La seconda strategia interviene sugli assi di collegamento centro-periferia. Assi che vengono rafforzati e potenziati tramite interventi tesi a collegare e riconnettere le due porzioni di città. Lo spazio urbano interconnesso viene, anche in questo caso, riempito da funzioni multiformi (dai centri commerciali alle attività per il tempo libero). Il tutto corroborato da elementi che ricostruiscano le quinte stradali, individuando attività complementari rispetto all’esistente.
Infine, terza strategia, si interviene sulle aree esterne a bassa densità abitativa: la cosiddetta “città leggera”. Qui gli interventi vanno mirati a creare nuove polarità, anche micro, connesse al cuore dell’agglomerato urbano più consistente, in modo da creare veri e propri “cuscini di vita”.
Insomma, la nuova idea di città dovrebbe creare un’esplosione di servizi, servizi che, nell’epoca espansiva, avevano poco o nulla rilevanza.
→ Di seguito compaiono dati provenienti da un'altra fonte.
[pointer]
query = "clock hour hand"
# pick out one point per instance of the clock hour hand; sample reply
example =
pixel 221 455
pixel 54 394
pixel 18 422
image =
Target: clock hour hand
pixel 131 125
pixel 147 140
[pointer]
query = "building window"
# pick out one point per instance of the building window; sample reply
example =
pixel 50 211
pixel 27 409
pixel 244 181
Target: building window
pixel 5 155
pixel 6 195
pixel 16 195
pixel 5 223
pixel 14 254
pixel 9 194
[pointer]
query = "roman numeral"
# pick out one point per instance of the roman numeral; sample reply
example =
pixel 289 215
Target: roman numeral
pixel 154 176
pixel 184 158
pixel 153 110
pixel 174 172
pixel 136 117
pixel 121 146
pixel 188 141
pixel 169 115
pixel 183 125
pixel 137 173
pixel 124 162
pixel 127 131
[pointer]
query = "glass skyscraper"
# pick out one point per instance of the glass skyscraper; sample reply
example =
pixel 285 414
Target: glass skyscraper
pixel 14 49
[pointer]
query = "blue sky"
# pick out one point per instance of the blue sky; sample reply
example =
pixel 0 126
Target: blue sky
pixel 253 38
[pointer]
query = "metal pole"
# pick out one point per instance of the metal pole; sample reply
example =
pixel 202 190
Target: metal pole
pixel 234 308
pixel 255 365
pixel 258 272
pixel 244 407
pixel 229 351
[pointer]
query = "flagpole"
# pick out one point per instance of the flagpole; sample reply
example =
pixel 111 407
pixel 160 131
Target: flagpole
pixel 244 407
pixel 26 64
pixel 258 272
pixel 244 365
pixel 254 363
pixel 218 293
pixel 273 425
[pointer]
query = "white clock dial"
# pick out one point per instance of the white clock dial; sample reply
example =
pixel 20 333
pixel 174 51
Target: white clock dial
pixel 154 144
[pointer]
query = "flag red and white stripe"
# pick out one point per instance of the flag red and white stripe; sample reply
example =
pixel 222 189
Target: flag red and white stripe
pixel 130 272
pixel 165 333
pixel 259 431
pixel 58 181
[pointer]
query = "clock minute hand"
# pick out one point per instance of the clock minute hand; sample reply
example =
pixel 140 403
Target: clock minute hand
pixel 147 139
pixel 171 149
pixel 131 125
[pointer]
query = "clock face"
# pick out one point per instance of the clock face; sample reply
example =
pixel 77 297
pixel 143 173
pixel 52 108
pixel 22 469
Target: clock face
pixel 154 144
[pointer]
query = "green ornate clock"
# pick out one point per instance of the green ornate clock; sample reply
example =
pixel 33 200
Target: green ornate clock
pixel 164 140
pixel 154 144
La nuova dimensione di sviluppo realizza, invece, un connubio molto stretto tra centro e periferia, tra siti commerciali e siti di eccellenza distribuiti sul territorio, con la loro specialistica settoriale. Una complementarità che rende armonioso, funzionale e vivibile l’intero contesto urbano.
L’idea di città nuova postula il vivere insieme, la comunità come indice di vitalità, di varietà, valore di coesione sociale.
Finora l’urbanistica espansiva si è basata unicamente su una pressante domanda abitativa, di nuovi assetti residenziali, di un consumo di territorio sottratto sovente allo spazio pubblico: il “non luogo”.
Ora la città va ricostruita e riqualificata nella sua trama; va ricomposta, riallineata e riempita nelle forme mancanti, a partire dal verde pubblico, dai parchi, dagli spazi di vita e di quiete. Nei basamenti stradali che animano la vita quotidiana.
Ricostruire questa “trama” significa intervenire nei quartieri di edilizia sociale, annullando l’isolamento, penetrando l’interno con architetture leggere.
Così si ricostruiscono i sobborghi. In epoca di urbanistica espansiva la città veniva scomposta in nuclei, in blocchi uniformi.
Al contrario, la città nuova esalta la varietà, le differenze, l’articolazione delle forme e dei volumi, il riempimento dei vuoti.
Da questa originale e nuova immagine può scaturire il contenuto del Piano di Città. La nuova cultura della pianificazione urbanistica.
Il Papa Sisto V, antesignano di una idea che oggi torna prepotentemente in auge nelle linee neofilosofia urbanistica, aveva sollecitato gli architetti a pensare la Roma dell’epoca come una trama di collegamento tra gli assi che correvano tra le basiliche cristiane. Assi di collegamento nel cui ambito venivano sistemate le “emergenze”. Tutto ragionato come sviluppo di un unico insieme.
L’indirizzo che può offrire linfa, dare valore e forza ad una nuova concezione dell’urbanistica è quella che promana dal definitivo abbandono della logica espansiva, del consumo del territorio secondo la teoria fordiana, per attingere le forme della integrazione.
Idee nuove che, c’è da augurarsi, anche per il nostro territorio e le nostre città, non vengano mortificate da una modernità, o post modernità che dir si voglia, poco incline a sperimentare linee che restituiscano senso e vita alla città dell’uomo.